What Your Conflict Style Says About You
When I tell you the topic of today’s article, some of you may shutter. So, brace yourself! Here it is—conflict.
Lots of people do not like conflict. It can be tough to deal with! Some others seem to find conflict wherever they go, gaining energy from it or possibly even enjoying it. Your temperament, personality, and life circumstances all form your belief about conflict, and everyone has different experiences with all of these. Thankfully, there are models and theories that help us think it through.
The Thomas-Kilmann Conflict Model
The Thomas-Kilmann Conflict Model gives us great insight into various strategies and categories that people fall into with conflict. Understanding these can give us more self-awareness of our conflict tendencies.

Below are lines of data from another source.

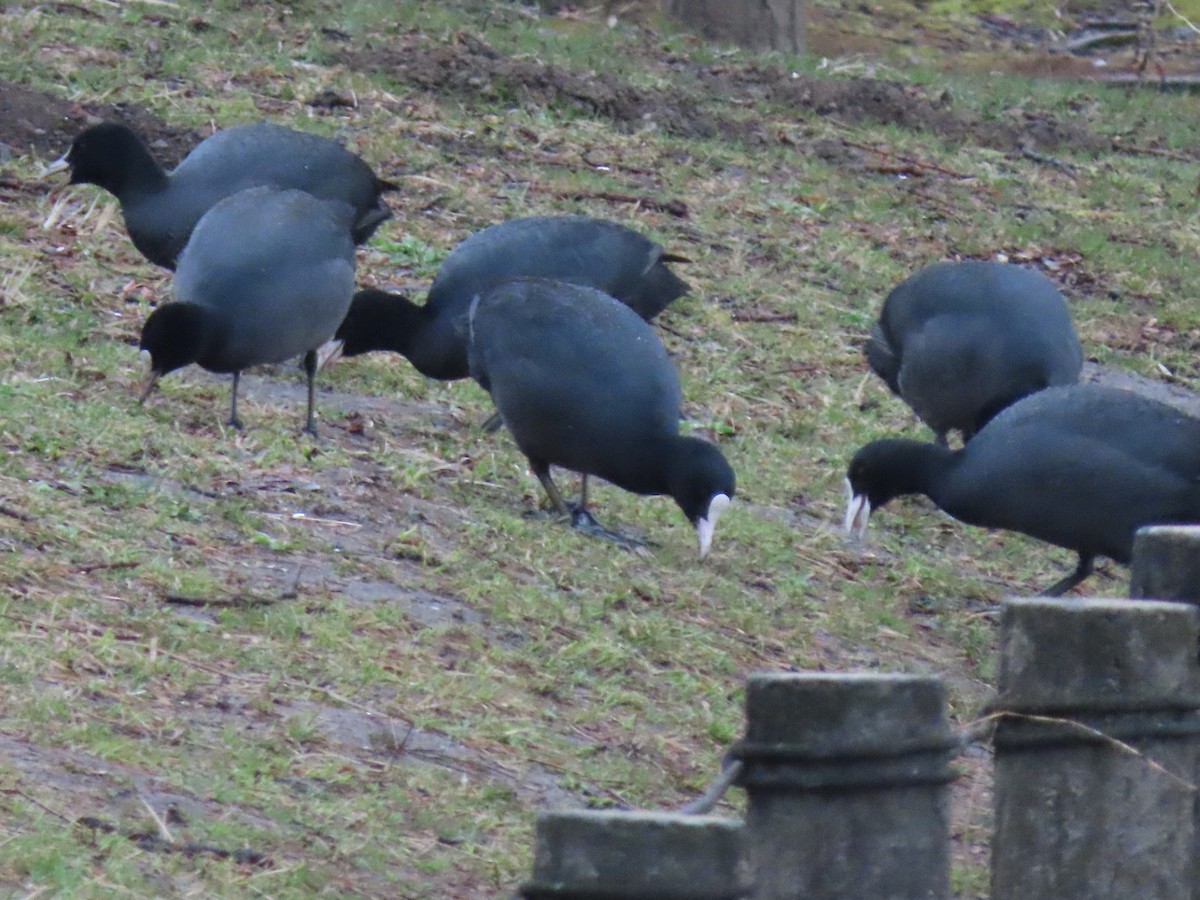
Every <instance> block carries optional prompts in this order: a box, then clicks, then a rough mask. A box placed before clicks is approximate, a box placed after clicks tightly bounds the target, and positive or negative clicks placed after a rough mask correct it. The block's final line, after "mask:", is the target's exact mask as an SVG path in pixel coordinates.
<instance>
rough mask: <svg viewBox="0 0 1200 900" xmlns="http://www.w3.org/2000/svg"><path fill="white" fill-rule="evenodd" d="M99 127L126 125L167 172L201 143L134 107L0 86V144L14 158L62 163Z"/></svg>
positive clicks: (147, 112) (22, 85)
mask: <svg viewBox="0 0 1200 900" xmlns="http://www.w3.org/2000/svg"><path fill="white" fill-rule="evenodd" d="M100 121H119V122H124V124H125V125H128V126H130V127H131V128H133V130H134V131H136V132H137V133H138V134H140V136H142V138H143V139H144V140H145V142H146V144H149V145H150V148H151V149H152V150H154V151H155V155H156V156H158V161H160V162H161V163H163V164H164V166H174V164H175V163H176V162H179V160H181V158H182V157H184V156H185V155H186V154H187V151H188V150H190V149H191V148H192V146H194V145H196V144H197V142H199V139H200V137H199V136H198V134H196V133H194V132H192V131H191V130H188V128H180V127H176V126H172V125H168V124H167V122H164V121H163V120H162V119H160V118H158V116H156V115H155V114H154V113H150V112H148V110H145V109H143V108H142V107H139V106H137V104H134V103H86V102H85V103H77V102H74V101H70V100H65V98H62V97H56V96H54V95H53V94H47V92H44V91H38V90H34V89H31V88H25V86H23V85H19V84H13V83H11V82H2V80H0V144H5V145H7V146H8V148H10V149H11V150H12V151H13V152H17V154H37V155H38V156H44V157H49V158H54V157H58V156H60V155H61V154H64V152H65V151H66V150H67V148H68V146H71V142H72V140H73V139H74V137H76V134H78V133H79V132H80V131H83V130H84V128H86V127H88V126H89V125H95V124H97V122H100Z"/></svg>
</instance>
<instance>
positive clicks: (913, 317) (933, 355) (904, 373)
mask: <svg viewBox="0 0 1200 900" xmlns="http://www.w3.org/2000/svg"><path fill="white" fill-rule="evenodd" d="M865 350H866V359H868V362H869V364H870V366H871V368H872V370H875V372H876V373H877V374H878V376H880V377H881V378H882V379H883V380H884V382H887V384H888V386H889V388H890V389H892V391H893V392H894V394H896V395H898V396H900V397H901V398H902V400H904V401H905V402H906V403H907V404H908V406H910V407H912V409H913V412H914V413H916V414H917V415H918V416H919V418H920V419H922V421H924V422H925V424H926V425H929V427H931V428H932V430H934V432H935V433H936V434H937V440H938V443H942V444H944V443H947V440H946V436H947V432H948V431H950V430H952V428H958V430H959V431H960V432H961V433H962V439H964V440H970V439H971V436H972V434H974V433H976V432H977V431H979V428H982V427H983V426H984V425H985V424H986V422H988V420H989V419H991V418H992V416H994V415H996V413H998V412H1000V410H1001V409H1003V408H1004V407H1007V406H1009V404H1010V403H1014V402H1015V401H1018V400H1020V398H1021V397H1024V396H1026V395H1028V394H1032V392H1033V391H1038V390H1042V389H1043V388H1049V386H1051V385H1057V384H1074V383H1075V382H1078V380H1079V372H1080V368H1081V366H1082V365H1084V354H1082V350H1080V347H1079V338H1078V337H1076V336H1075V329H1074V326H1073V325H1072V323H1070V313H1069V312H1068V311H1067V304H1066V301H1064V300H1063V299H1062V294H1060V293H1058V290H1057V288H1055V286H1054V283H1052V282H1051V281H1050V280H1049V278H1046V277H1045V276H1044V275H1042V274H1040V272H1037V271H1034V270H1032V269H1025V268H1022V266H1020V265H1013V264H1009V263H994V262H980V260H976V259H968V260H964V262H958V263H937V264H935V265H930V266H928V268H925V269H922V270H920V271H919V272H917V274H916V275H913V276H912V277H911V278H908V280H907V281H905V282H902V283H901V284H900V286H898V287H896V288H895V289H894V290H893V292H892V293H890V294H888V299H887V300H886V301H884V304H883V311H882V312H881V313H880V320H878V322H877V323H876V324H875V326H874V328H872V330H871V338H870V341H869V342H868V343H866V347H865Z"/></svg>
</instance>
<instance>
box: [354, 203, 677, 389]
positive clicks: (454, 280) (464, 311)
mask: <svg viewBox="0 0 1200 900" xmlns="http://www.w3.org/2000/svg"><path fill="white" fill-rule="evenodd" d="M676 260H679V257H673V256H670V254H667V253H666V252H664V250H662V247H660V246H659V245H658V244H655V242H654V241H652V240H649V239H648V238H644V236H642V235H641V234H638V233H637V232H635V230H632V229H631V228H626V227H625V226H622V224H618V223H616V222H608V221H605V220H601V218H589V217H587V216H530V217H527V218H514V220H510V221H508V222H500V223H499V224H494V226H491V227H488V228H485V229H482V230H481V232H476V233H475V234H473V235H470V236H469V238H467V239H466V240H464V241H463V242H462V244H460V245H458V246H457V247H455V248H454V251H452V252H451V253H450V256H448V257H446V258H445V262H443V263H442V268H440V269H439V270H438V274H437V277H436V278H434V280H433V284H432V287H431V288H430V295H428V298H427V299H426V301H425V305H424V306H418V305H415V304H413V302H412V301H410V300H408V299H407V298H404V296H401V295H398V294H389V293H385V292H383V290H360V292H359V293H358V294H355V296H354V301H353V302H352V305H350V312H349V313H348V314H347V317H346V322H343V323H342V326H341V328H340V329H338V330H337V341H340V342H341V347H340V348H338V352H340V353H341V355H343V356H356V355H358V354H360V353H370V352H371V350H392V352H395V353H400V354H402V355H404V356H406V358H407V359H408V360H409V361H410V362H412V364H413V365H414V366H416V370H418V371H419V372H421V374H425V376H428V377H430V378H438V379H442V380H452V379H456V378H466V377H467V376H468V374H470V371H469V367H468V364H467V311H468V310H469V307H470V301H472V300H473V299H474V298H475V296H476V295H478V294H479V293H480V292H482V290H486V289H487V288H490V287H492V286H493V284H499V283H500V282H503V281H506V280H509V278H515V277H536V278H554V280H558V281H565V282H574V283H576V284H587V286H590V287H593V288H596V289H599V290H602V292H605V293H606V294H608V295H610V296H614V298H617V299H618V300H620V301H622V302H623V304H625V305H628V306H629V307H630V308H632V310H634V311H635V312H637V314H638V316H641V317H642V318H643V319H646V320H647V322H649V320H650V319H652V318H654V317H655V316H656V314H658V313H659V312H661V311H662V310H664V308H665V307H666V306H667V304H670V302H671V301H672V300H674V299H676V298H678V296H680V295H683V294H685V293H686V292H688V284H686V283H685V282H683V281H682V280H680V278H679V277H678V276H677V275H676V274H674V272H672V271H671V269H670V268H667V265H666V264H667V263H668V262H676Z"/></svg>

As you see, the above chart has five options that fall among the “cooperativeness” and “assertiveness” axes. Let's go over each option and how they can impact you:
1. Avoiding — Low assertiveness, low cooperativeness.
If you’re an avoider, you will most likely avoid talking about many topics that are important to you. Here, you are not speaking up about your needs and wants, so the other person cannot even have a chance to know what you need and want. Therefore, you both lose in this option.
2. Accommodating — Low assertiveness, high cooperativeness.
When you accommodate, you are being very cooperative but not very assertive. Here, the other person “wins,” and you are taking a risk. You are not speaking up and communicating your needs and wants. You may do something that you do not necessarily want to do, but you are doing it possibly to be kind or generous, or you feel there will be negative consequences if you don’t. If the relationship is reciprocal, you could still get what you want/need, but if it is not, they could take advantage of your kindness. This may leave you feeling resentful. Also, be aware there is a chance you are not aligning with your standards and values when you accommodate. Over time, a relationship like this will become very imbalanced.
3. Competing — High assertiveness, low cooperativeness
Competing is what it sounds like. You are asserting what you’d like and may see your needs and wants as superior to the other person’s. You may “win” here, but it likely leaves the other person feeling unheard, unappreciated, etc. You may eventually lose the relationship if you continuously compete, or the relationship will be only about you and not about the other person.
4. Compromise — Similar assertiveness and cooperativeness
For years, compromise has been deemed something that makes a relationship work well, but in this model, it still may not be the best option. That’s because you could both “win” and “lose” at the same time. Here’s an example: You are in the mood for Italian food, and the other person wants Mexican food. In a compromise, you may say, “It’s okay to get Mexican this time, but next time, we’ll get what I want.” You don’t get what you want this time, but next time, you do.
5. Collaboration — High assertiveness, high cooperativeness
In this option, there is maximum assertiveness and cooperation. Here, both people win! It is the best option for the preservation of the relationship, but as you can imagine, it can take work and time. Going back to the food example, collaboration would suggest you go to the food court and get your Italian while the other gets their Mexican cuisine. Or, you may scratch the idea of Italian and Mexican altogether and decide on something you both genuinely would like to eat, such as sushi or Thai food.
How Do You Experience Conflict With Others?
You may have relationships where you know how to collaborate well; other relationships you may avoid like the plague. So, where are you in this model with most of your relationships? Are you more aggressive as you vocalize your needs and wants—like a competitor? Do you usually withhold your needs and wants and accommodate to make others happy? Have you ever had a relationship where there is compromise or collaboration? Collaborative relationships are generally the most healthy.
Building Collaborative Relationships
There are some practical steps you can take to get to a more collaborative state in your relationships. First, both people need to be on board and respect the other’s needs and wants, so determine that. Then, remember that you are only in charge of yourself. That means you have options on what your next steps are. If you’ve been avoiding talking about your needs and wants, an option is to get the courage to speak up. If the other person is not respectful or regularly does not listen, you can determine if you continue on in that relationship. You may want to repeat your needs and wants several times. If you feel like you have been dominating the relationship, you may want to give space for the other person to say their needs and wants.